I have no further questions to ask the witness, Mr. Chairman.
Have you any information or any statement you would like to make
to this committee without being asked specifically about it, Mr.
Johnston ?
Mr. JOHNSON. No, sir; not at this moment.

The CHAIRMAN. Is the H. L. Doherty Co. still the fiscal agent of the Cities Service?

Mr. JOHNSTON. Yes, sir; but they do not carry the funds of the corporations in their name in the banks at this time. The funds of the Cities Service Co. and its subsidiaries are carried in the banks in their own name.

The CHAIRMAN. Each subsidiary?
Mr. JOHNSTON. Yes, sir.

Mr. PECORA. Is there any commission arrangement between Henry L. Doherty & Co. and the Cities Service Co. determining the compensation paid to Henry L. Doherty & Co. for its services as fiscal agent for the corporation? Mr. JOHNSTON. No, sir.

Mr. PECORA. I assume that Henry L. Doherty & Co. do collect or receive fees, commissions, or compensation in some form!

Mr. JOHNSTOx. No, sir.
Mr. PECORA. They render that service gratis?

Mr. JOHNSTON. Yes, sir. The expenses, of course, are charged up to Cities Service Co. also.

The CHAIRMAN. Were fees paid to the brokers with whom you negotiated these loans?

Mr. Johnston. The borrower paid a small fee to the money broker. We did not.

The CHAIRMAN. Do you know what that fee would amount to? What was the small fee you mentioned ?

Mr. Johnston. I do not recall at this time.

Mr. PECORA. That is, the broker to whom the loan was made would pay not only the interest on the loan but would also pay a small fee to the money broker?

Mr. JOHNSTON. Yes, sir.

Mr. PECORA. Through whose instrumentality the loan from the Cities Service Co. was secured?

Mr. JOHNSTON. Yes, sir.
Senator KEAN. That is not over one sixty-fourth of 1 percent, is it?

Mr. JOHNSTON. Well, it never passed through our office, so I could not say exactly what the fee was.

Senator KEAN. I think it is about one sixty-fourth of 1 percent.

The CHAIRMAN. I believe that is all, Mr.
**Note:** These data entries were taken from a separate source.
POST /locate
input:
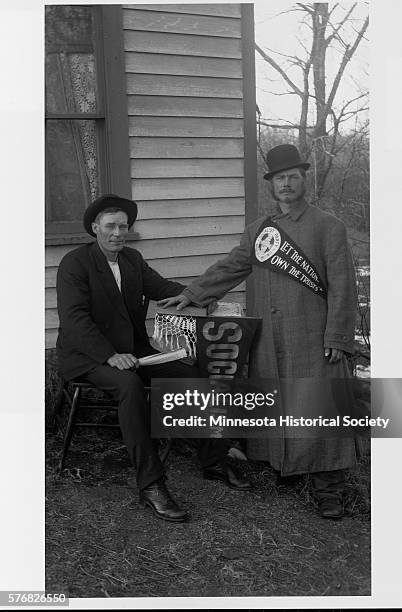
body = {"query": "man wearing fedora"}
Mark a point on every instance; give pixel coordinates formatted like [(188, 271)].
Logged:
[(305, 293), (102, 333)]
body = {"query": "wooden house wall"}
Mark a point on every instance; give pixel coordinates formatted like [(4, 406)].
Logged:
[(186, 140)]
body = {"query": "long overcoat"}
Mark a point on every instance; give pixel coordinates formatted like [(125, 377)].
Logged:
[(96, 319), (296, 326)]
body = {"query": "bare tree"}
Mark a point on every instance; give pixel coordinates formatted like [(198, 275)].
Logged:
[(329, 28)]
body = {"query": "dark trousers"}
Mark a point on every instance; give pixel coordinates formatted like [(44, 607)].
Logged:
[(127, 388)]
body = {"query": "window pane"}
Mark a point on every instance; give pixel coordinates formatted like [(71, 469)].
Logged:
[(72, 169), (70, 60), (71, 83), (68, 26)]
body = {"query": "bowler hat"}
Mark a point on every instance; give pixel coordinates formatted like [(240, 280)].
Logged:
[(283, 157), (109, 201)]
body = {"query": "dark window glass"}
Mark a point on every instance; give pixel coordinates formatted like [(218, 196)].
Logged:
[(73, 134)]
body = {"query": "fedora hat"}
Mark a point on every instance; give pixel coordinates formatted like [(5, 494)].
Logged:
[(283, 157), (109, 201)]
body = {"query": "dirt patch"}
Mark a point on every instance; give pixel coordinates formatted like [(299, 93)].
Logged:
[(268, 542)]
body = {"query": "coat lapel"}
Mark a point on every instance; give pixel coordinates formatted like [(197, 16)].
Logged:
[(108, 281)]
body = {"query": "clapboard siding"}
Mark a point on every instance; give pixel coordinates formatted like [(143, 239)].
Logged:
[(187, 127), (177, 189), (171, 106), (196, 148), (181, 168), (213, 207), (182, 44), (156, 63), (172, 85), (199, 25), (223, 10)]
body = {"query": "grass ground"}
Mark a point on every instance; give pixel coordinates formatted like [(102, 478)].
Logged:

Johnston. You will be excused, sir.

Mr. JOHNSTON. Thank you.
Mr. PECORA. Is Mr. Groesbeck in the room, please?



The CHAIRMAN. Mr. Groesbeck, you do solemnly swear that the testimony you are about to give in the matters under investigation by this committee will be the truth, the whole truth, and nothing but the truth. So help you God.

Mr. GROESBECK. I do. May I bring my associate with my papers here?

Mr. PECORA. Yes. What is your full name, Mr. Groesbeck; and your address?

Mr. GROESBECK. C. E. Groesbeck. My office address is 2 Rector Street, New York. My home address is Locust Valley, L.I.

Mr. PECORA. Mr. Groesbeck, are you connected with a corporation called Electric Bond & Share Co.?

Mr. GROESBECK. I am, sir.
Mr. PECORA. In what capacity?
Mr. GROESBECK. I am chairman of the board.

Mr. PECORA. How long have you been connected in any capacity with the Electric Bond & Share Co.?

Mr. GROESBECK. Well, about 17 years.
Mr. PECORA. How long have you been the chairman of its board?
Mr. GROESBECK. About 11 months.

Mr. PECORA. And immediately prior to that were you connected with it in any other official capacity?

Mr. GROESBECK. I was, sir. I was president of the company prior to that time.

Mr. PECORA. And how long had you been president?

Mr. GROESBECK. Well, for several years. I don't know that I can-well, until sometime in 1929.

Mr. PECORA. And you have been a member of the board of directors of the Electric Bond & Share Co. for many years?